Risk of measles outbreak in Malta should 'concern us all', MEP Roberta Metsola warns

Taking to social media Nationalist MEP Roberta Metsola warned that the anti-vaccine movement could not be allowed to gain a foothold in Malta and Gozo 

PN MEP Roberta Metsola
PN MEP Roberta Metsola

The risk of measles breaking out in Malta and Gozo “should concern us all,” Nationalist MEP Roberta Metsola warned on Wednesday.

Taking to social media, Metsola wrote that reports that measles was at risk of breaking out in Malta and Gozo, only a few years after it had all but been eradicated “should concern us all.”

“The anti-vaccination movement has been debunked time and again across the world. We cannot allow it to get a foothold,” she wrote, adding that the public should listen to doctors and above all trust science.

This comes in the wake of infection figures released last week by the World Health Organisation showing that measles cases in Malta jumped up a whopping 500% in the first half of 2019.

On Sunday MaltaToday reported that 31 cases of measles had been recorded so far, this year, with the majority of those cases being persons over the age of 16. 

Measles has reportedly returned among unvaccinated adults born after 1998 to a generation of parents influenced by a fake study that linked the MMR vaccine to autism. 

Malta had eradicated measles and rubella but after five imported cases in 2018, the figures increased this year, emulating European trends, Public Health Superintendent Charmaine Gauci said.

“We expected this to happen because we are not immune to what is happening in Europe… the majority of cases recorded this year form part of the cohort of people who were born during the period when the anti-vaccine movement started and their parents may have refused or missed on vaccinating their children,” Gauci told MaltaToday.

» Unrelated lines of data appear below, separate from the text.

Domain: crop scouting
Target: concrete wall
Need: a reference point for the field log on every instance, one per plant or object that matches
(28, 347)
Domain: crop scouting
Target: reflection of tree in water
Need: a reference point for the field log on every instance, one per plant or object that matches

In recent years the anti-vaccine movement has gained momentum in the western world. The movement still holds onto Andrew Wakefield's fake research which linked the MMR vaccine to Autism. 

Gauci advised parents to seek professional medical assistance if they are concerned about vaccines, rather than seek information on the internet or social media.

“It is not acceptable for a parent to leave their child unvaccinated unless there is a valid medical reason, such as a child undergoing cancer treatment. Vaccine hesitancy worries us. There is a small but vocal anti-vaccination lobby that spreads irrational fear about vaccinations but a recent Danish study of over half a million children showed there was absolutely no correlation between MMR and autism,” Gauci said.